If you’re an editor working mostly in academia, you’re likely familiar with what some mainstream style guides recommend regarding the placement of abbreviations and acronyms and what they stand for.
Take, for instance, the Publication Manual of the American Psychological Association (APA Style), which says that a term should first be written out in full, then followed immediately by its abbreviation in parentheses. The style guide of the American Chemical Society and the New Oxford Style Manual (the style guide of the Oxford University Press) both dispense the same advice.
Insisting on the explanation-first policy and proscribing the alternative—namely, abbreviation first and followed by the spelled-out version within parentheses—is a style ruling that serves little purpose other than to ensure consistency (and save the time that may be lost in arguing over the matter).
Enclosing the abbreviation in parentheses makes it look as if the full version of the term is inherently superior, an assumption that is not always true.
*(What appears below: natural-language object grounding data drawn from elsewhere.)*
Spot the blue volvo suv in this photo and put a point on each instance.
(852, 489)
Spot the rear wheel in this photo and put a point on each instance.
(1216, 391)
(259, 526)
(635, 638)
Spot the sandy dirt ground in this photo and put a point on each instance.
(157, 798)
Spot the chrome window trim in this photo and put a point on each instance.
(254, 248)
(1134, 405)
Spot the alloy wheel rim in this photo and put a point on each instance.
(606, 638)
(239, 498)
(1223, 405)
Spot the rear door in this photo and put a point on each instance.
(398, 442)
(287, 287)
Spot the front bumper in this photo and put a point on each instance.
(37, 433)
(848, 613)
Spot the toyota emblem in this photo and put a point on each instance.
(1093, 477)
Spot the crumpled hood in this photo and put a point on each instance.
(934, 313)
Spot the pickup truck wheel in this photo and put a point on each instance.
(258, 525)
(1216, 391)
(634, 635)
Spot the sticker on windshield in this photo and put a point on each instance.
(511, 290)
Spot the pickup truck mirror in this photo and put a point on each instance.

It is time for style guides to allow writers more flexibility in the treatment of abbreviations. Here’s why.
A term that is going to be used throughout the rest of a document can hardly be considered unimportant. If anything, it is the explanation of an abbreviation—the fully spelled-out term—that is less important, to be ignored by those readers who already know what the abbreviation stands for.
Like abbreviations, citations are common in academic texts. But unlike with abbreviations, style guides don’t have a hard-and-fast rule about what information must always be within parentheses. For example, in-text Harvard-style citations include the names of the authors of the material being cited and the publication year: “The helical structure of DNA (Watson and Crick 1953) explains …” can also be presented as “The helical structure of DNA, as proposed by Watson and Crick (1953), shows …”
The AMA Manual of Style advises that when an abbreviation is better known than the full term, the abbreviation should be used first, followed by the definition in parentheses. The AP Stylebook even allows dispensing with the full version altogether if the abbreviation is well known enough that spelling it out will add little to the reader’s understanding. The Chicago Manual of Style allows for abbreviations to be introduced in other ways, including using the abbreviation in a subsequent sentence.